A l’occasion de sa rencontre trimestrielle avec la presse ce jeudi 4 juin 2026, la direction de Rio Tinto SimFer a affiché une confiance inébranlable. Entre infrastructures ferroviaires achevées, installations portuaires en phase décisive et un taux de main-d’œuvre locale atteignant les 77 %, le géant minier confirme que le plus grand projet d’infrastructure d’Afrique est en passe de tenir toutes ses promesses opérationnelles, avec une mise en service confirmée pour début 2027.
C’est un exercice de transparence qui sonne comme un tournant pour le projet Simandou. Face à la presse, Chris Aitchison, Directeur général de SimFer S.A., et Aboubacar Koulibaly, directeur pays de Rio Tinto en Guinée, ont dressé un bilan d’étape particulièrement robuste. L’infrastructure sort de terre, les incertitudes techniques s’estompent et le mégaprojet de près de 20 milliards de dollars américains entre désormais dans sa phase la plus critique : celle des finitions industrielles avant l’exploitation.
Aujourd’hui, la grande annonce de cette rencontre réside dans la fin officielle des travaux de l’embranchement ferroviaire connectant la mine de Simandou à la ligne principale du Transguinéen. « Les travaux ont été achevés et l’infrastructure a été remise officiellement », a martelé Chris Aitchison, signalant que ce défi logistique majeur est désormais derrière eux.

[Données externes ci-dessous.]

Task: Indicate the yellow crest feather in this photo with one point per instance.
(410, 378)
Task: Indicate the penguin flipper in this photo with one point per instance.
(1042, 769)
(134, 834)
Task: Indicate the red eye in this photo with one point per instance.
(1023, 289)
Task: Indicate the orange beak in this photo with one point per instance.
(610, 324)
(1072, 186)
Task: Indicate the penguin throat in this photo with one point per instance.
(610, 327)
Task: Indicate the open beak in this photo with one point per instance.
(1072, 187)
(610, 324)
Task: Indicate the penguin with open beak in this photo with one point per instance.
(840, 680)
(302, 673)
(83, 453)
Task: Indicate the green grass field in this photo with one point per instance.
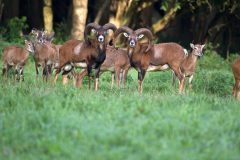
(43, 121)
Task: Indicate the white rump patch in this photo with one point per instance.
(67, 67)
(80, 65)
(185, 52)
(77, 49)
(157, 68)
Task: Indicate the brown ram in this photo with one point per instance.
(90, 53)
(188, 66)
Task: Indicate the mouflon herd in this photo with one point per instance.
(98, 51)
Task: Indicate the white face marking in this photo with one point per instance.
(140, 36)
(101, 38)
(93, 30)
(132, 43)
(67, 67)
(77, 49)
(125, 35)
(158, 54)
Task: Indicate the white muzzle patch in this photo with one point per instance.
(101, 38)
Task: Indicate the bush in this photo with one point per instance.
(13, 30)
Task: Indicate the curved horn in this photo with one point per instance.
(88, 29)
(110, 26)
(148, 34)
(50, 36)
(121, 30)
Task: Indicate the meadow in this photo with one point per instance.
(44, 121)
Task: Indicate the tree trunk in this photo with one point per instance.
(11, 9)
(1, 9)
(79, 18)
(48, 15)
(101, 11)
(124, 8)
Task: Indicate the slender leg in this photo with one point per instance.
(58, 70)
(112, 83)
(125, 72)
(173, 79)
(21, 73)
(80, 77)
(36, 67)
(16, 72)
(190, 82)
(89, 70)
(237, 89)
(5, 71)
(44, 72)
(97, 78)
(117, 73)
(141, 75)
(181, 78)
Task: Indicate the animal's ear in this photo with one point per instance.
(140, 36)
(125, 34)
(192, 45)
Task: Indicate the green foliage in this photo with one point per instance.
(212, 60)
(49, 121)
(14, 29)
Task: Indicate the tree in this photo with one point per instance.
(48, 15)
(1, 9)
(80, 11)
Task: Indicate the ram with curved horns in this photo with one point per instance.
(88, 53)
(151, 57)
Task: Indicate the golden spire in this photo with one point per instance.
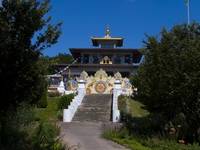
(107, 32)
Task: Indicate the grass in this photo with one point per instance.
(136, 109)
(138, 142)
(127, 141)
(50, 112)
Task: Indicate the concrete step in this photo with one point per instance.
(94, 108)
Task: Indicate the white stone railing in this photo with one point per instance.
(69, 113)
(115, 110)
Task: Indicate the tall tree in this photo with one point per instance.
(169, 79)
(25, 30)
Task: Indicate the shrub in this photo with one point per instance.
(65, 101)
(42, 103)
(54, 94)
(45, 137)
(60, 114)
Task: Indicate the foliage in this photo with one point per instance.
(169, 80)
(50, 62)
(42, 103)
(44, 137)
(20, 72)
(50, 112)
(23, 132)
(65, 101)
(141, 143)
(54, 94)
(25, 31)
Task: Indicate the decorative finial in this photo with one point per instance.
(107, 32)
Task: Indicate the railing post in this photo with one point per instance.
(68, 114)
(116, 92)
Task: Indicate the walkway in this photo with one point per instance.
(87, 136)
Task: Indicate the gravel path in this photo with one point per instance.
(86, 136)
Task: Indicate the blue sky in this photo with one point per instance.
(131, 19)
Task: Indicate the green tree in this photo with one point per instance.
(169, 80)
(49, 63)
(25, 30)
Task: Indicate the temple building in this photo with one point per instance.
(107, 53)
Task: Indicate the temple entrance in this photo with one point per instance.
(102, 83)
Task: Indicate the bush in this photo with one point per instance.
(65, 101)
(42, 103)
(45, 137)
(54, 94)
(60, 114)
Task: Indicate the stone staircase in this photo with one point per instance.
(94, 108)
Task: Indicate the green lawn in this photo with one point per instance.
(136, 108)
(49, 113)
(135, 142)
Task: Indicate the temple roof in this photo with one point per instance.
(76, 52)
(107, 39)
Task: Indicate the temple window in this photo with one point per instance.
(95, 60)
(86, 59)
(127, 59)
(117, 60)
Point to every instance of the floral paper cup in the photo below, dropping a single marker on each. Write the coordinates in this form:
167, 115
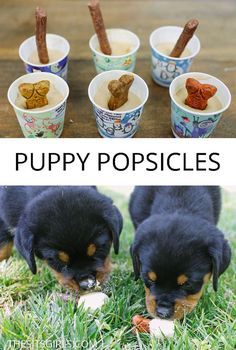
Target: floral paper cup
187, 122
166, 68
59, 48
116, 62
47, 123
116, 123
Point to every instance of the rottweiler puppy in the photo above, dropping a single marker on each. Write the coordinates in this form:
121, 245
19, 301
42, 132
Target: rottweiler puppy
70, 228
177, 247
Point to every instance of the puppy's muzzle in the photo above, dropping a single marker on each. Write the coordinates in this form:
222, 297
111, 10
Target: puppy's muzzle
87, 283
164, 310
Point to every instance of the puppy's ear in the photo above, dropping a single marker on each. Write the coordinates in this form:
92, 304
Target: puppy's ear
136, 262
220, 254
24, 242
115, 224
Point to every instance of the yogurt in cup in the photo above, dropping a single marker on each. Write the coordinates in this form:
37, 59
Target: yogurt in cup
117, 123
128, 42
45, 122
164, 67
58, 49
193, 123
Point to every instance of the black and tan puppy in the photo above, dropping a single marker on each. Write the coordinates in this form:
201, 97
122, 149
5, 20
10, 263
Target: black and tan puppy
177, 246
70, 228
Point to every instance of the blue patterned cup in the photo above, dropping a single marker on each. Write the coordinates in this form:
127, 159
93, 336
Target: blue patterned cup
119, 124
45, 123
120, 62
188, 122
166, 68
58, 66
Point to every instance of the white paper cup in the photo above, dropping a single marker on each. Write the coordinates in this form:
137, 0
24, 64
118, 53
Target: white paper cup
122, 62
112, 123
48, 123
192, 123
54, 42
166, 68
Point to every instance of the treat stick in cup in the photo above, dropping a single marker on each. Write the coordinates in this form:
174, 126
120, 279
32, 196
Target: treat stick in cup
119, 90
40, 32
185, 36
99, 26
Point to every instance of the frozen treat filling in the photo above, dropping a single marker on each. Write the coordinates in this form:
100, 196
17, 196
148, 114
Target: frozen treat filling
166, 48
103, 95
54, 55
54, 97
213, 104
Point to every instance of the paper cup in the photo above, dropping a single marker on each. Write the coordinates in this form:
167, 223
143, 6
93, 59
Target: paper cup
54, 42
166, 68
112, 123
48, 123
194, 124
122, 62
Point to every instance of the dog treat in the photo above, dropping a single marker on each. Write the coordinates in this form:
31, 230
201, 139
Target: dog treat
119, 90
40, 33
198, 93
185, 36
99, 26
141, 324
93, 301
156, 327
161, 328
35, 94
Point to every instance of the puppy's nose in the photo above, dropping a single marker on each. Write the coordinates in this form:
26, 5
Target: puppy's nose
87, 283
164, 312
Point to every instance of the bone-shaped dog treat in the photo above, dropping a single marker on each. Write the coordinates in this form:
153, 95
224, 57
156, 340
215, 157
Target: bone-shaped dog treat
198, 94
40, 33
187, 33
119, 90
141, 324
35, 94
99, 26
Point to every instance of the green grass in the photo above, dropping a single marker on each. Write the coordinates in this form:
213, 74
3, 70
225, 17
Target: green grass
33, 317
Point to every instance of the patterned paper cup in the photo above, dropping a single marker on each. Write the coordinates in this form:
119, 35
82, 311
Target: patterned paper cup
194, 124
54, 42
122, 62
166, 68
112, 123
47, 123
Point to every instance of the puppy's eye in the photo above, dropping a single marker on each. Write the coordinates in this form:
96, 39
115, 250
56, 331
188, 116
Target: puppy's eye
152, 276
182, 280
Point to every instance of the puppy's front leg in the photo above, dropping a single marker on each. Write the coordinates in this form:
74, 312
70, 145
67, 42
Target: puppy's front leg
6, 241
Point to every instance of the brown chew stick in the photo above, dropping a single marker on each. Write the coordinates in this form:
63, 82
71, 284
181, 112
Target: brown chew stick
35, 94
141, 324
119, 90
99, 26
40, 33
198, 93
185, 36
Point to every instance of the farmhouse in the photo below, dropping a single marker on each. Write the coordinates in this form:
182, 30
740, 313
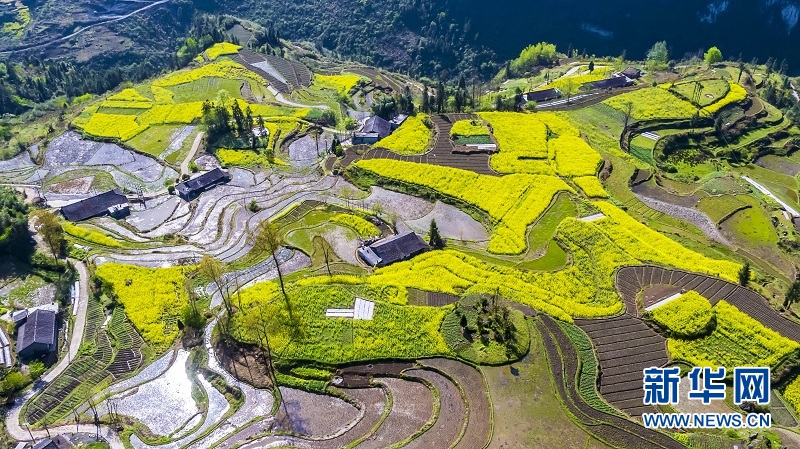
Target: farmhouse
37, 334
541, 95
113, 203
614, 82
59, 442
190, 189
393, 249
632, 73
374, 129
398, 120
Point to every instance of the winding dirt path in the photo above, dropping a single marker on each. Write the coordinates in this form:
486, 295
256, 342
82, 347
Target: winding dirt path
88, 27
13, 425
195, 146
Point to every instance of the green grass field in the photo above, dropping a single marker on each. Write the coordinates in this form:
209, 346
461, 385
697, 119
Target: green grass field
532, 414
711, 90
752, 225
720, 207
205, 89
155, 139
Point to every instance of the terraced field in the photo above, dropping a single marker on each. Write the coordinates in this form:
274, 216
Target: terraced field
610, 428
435, 403
632, 280
625, 345
104, 360
441, 152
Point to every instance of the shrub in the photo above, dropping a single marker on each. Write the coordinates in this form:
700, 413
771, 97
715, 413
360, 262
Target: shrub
341, 84
240, 158
115, 126
736, 94
412, 137
517, 134
792, 393
573, 156
469, 128
89, 235
396, 331
689, 316
645, 244
578, 80
523, 140
128, 98
36, 368
222, 69
485, 331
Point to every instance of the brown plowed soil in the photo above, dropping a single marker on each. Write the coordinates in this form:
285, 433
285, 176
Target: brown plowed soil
479, 425
614, 430
452, 412
412, 408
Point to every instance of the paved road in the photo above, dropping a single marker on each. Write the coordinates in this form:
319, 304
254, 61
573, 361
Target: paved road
70, 36
15, 429
765, 191
279, 97
185, 164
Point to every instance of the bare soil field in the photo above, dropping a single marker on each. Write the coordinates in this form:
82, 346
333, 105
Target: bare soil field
471, 381
313, 415
452, 412
527, 411
452, 223
412, 407
631, 280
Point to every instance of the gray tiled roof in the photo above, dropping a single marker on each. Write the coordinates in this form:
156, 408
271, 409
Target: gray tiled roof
202, 182
93, 206
40, 327
399, 248
377, 126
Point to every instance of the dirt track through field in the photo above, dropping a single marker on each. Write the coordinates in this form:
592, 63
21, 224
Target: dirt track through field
631, 280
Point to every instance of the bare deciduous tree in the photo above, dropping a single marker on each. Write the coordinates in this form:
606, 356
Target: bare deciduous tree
266, 238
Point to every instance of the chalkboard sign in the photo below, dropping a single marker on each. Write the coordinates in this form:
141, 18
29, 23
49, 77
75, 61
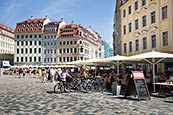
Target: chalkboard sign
137, 83
141, 89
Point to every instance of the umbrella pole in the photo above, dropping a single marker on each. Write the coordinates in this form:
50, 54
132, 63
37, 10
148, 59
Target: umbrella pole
153, 64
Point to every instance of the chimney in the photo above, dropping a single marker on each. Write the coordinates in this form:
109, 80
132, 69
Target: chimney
32, 17
62, 19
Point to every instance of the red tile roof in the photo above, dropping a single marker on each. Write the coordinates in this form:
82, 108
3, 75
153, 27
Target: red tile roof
2, 26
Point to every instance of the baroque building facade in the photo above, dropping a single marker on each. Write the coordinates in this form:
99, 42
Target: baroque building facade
146, 25
28, 41
42, 42
6, 44
78, 43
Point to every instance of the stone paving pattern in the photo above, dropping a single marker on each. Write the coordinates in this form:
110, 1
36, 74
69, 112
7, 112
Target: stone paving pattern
28, 96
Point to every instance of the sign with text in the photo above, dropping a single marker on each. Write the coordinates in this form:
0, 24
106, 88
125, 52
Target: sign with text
138, 84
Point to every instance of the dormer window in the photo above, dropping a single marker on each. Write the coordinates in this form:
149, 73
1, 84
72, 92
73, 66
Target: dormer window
31, 29
23, 25
36, 25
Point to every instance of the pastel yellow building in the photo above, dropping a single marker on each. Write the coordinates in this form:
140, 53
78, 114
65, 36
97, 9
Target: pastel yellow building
146, 25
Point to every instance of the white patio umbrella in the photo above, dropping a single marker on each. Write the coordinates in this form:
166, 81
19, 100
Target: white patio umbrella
151, 57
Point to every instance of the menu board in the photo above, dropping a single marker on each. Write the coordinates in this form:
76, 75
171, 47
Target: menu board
138, 81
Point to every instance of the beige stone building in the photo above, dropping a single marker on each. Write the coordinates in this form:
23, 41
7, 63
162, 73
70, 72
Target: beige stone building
77, 43
146, 25
6, 44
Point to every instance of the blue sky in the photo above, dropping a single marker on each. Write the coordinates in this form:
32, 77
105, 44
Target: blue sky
96, 13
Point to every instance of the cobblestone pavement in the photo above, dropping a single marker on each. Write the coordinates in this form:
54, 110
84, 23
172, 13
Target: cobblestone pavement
28, 96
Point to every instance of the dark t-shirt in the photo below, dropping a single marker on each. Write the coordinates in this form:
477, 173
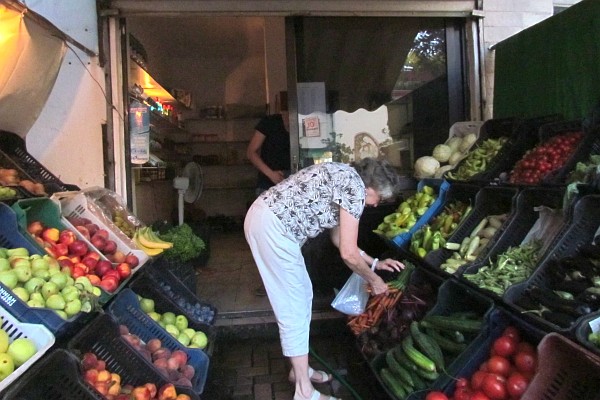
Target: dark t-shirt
275, 150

Sur le site minier, la tendance est également à l’optimisme. Les infrastructures permanentes de concassage primaire et secondaire, ainsi que les zones de chargement des trains, affichent des taux d’exécution en avance sur les prévisions. La mise en service de ces unités de concassage est d’ailleurs programmée pour le second semestre de cette année.
À l’autre bout de la chaîne, au port de Moribaya, le paysage industriel est en pleine métamorphose. La structure principale du quai est pratiquement achevée et surmontée de trois chargeurs de navires. Si la livraison finale du port est attendue pour la fin de l’année 2026, la mise en service officielle pour les premières exportations de minerai de fer reste fermement planifiée pour le premier trimestre 2027, en dépit des défis climatiques imminents liés à la saison des pluies.
A l’occasion de cette conférence de presse, Aboubacar Koulibaly a révélé que sur un effectif global colossal d’environ 20 000 travailleurs mobilisés sur le projet, 77 % sont des nationaux.
De son côté, Chris Aitchison a notamment mis en avant l’envoi de jeunes marins guinéens en Chine pour se former au pilotage des navires de transbordement (TSV), des pièces maîtresses de la future chaîne d’exportation maritime. Une stratégie indispensable pour garantir qu’à terme, la maintenance et la gestion stratégique de ces infrastructures hautement techniques soient pilotées par des cadres guinéens.
Simandou, un levier de transformation macroéconomique
Avec un investissement global frôlant les 20 milliards de dollars, Simandou n’est plus un simple projet extractif, mais le futur poumon économique de la Guinée. Ce projet multigénérationnel redéfinit déjà l’attractivité du pays à l’international et ouvre des opportunités inédites pour le secteur privé local via la sous-traitance.
Consciente des attentes cruciales en matière de gouvernance environnementale et sociale, la direction pays a réitéré son alignement sur les standards mondiaux du groupe. Face aux impacts inhérents à un tel chantier, Aboubacar Koulibaly a insisté sur l’importance d’un dialogue permanent avec les communautés de Beyla et Forécariah, la société civile et les médias pour désamorcer les tensions sur le terrain.
Ainsi, Rio Tinto SimFer envoie un signal fort aux marchés et au peuple guinéen : l’éléphant de fer de Simandou est bel et bien réveillé, et son entrée en gare opérationnelle est désormais une question de mois.